Obtain Accession Numbers and Metadata from the SRA¶
Description:
In this section, we will describe how to import data from the NCBI Sequence Read Archive (SRA). The example dataset is available at the SRA under the accession PRJNA553702. It is not possible to directly download sequencing files from the SRA. Instead, we must obtain the accessions for the individual sequencing files and use the 'sra-tools' software to download those files.
Get SRA Accession Metadata¶
- Go to the SRA.
- Enter the BioProject accession 'PRJNA553702' in the search bar and press Search.
- This search should return 12 entries which are individual sequence files associated with this experiment. Click on any of the results (e.g., GSM3936272: 100µM MEL rep3; Arabidopsis thaliana; RNA-Seq). This will lead to a page with a detailed description of the experiment.
- Under the Study heading, find the link to All runs and click this to access the SRA Run Selector. (Direct link: SRP214076)
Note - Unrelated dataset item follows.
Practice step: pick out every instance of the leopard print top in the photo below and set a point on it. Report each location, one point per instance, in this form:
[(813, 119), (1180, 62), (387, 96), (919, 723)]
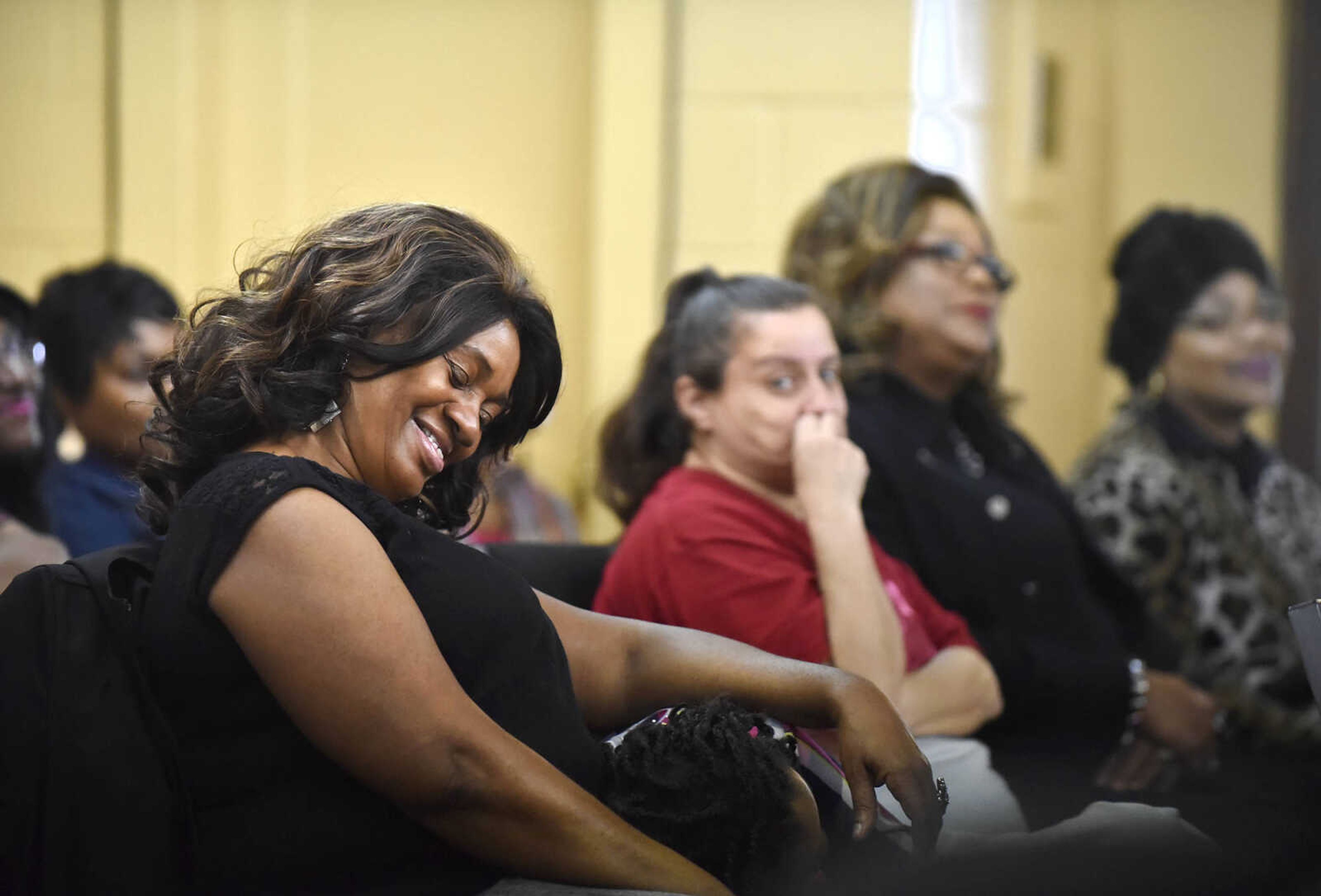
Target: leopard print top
[(1218, 567)]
- Under the Select heading, there are two downloads (simple text files) available for download. Click on Metadata and Accession list to download both files. The metadata file will be called SraRunTable.txt and the accession list will be called SRR_Acc_List.txt.
Note
All metadata and accession lists from the SRA will have the same file names. Be sure to rename or carefully organize these files if you will be downloading other SRA data.
Output/Results
Output | Description | Example |
---|---|---|
SraRunTable.txt | Metadata from the SRA | SraRunTable |
SRR_Acc_List.txt | Accession list from the SRA | SRR_Acc_List |
Description of output and results
The SraRunTable.txt will be used to label our files using the Data Store\'s metadata capabilities. We will use the SRR_Acc_List.txt as input for importing files from the SRA.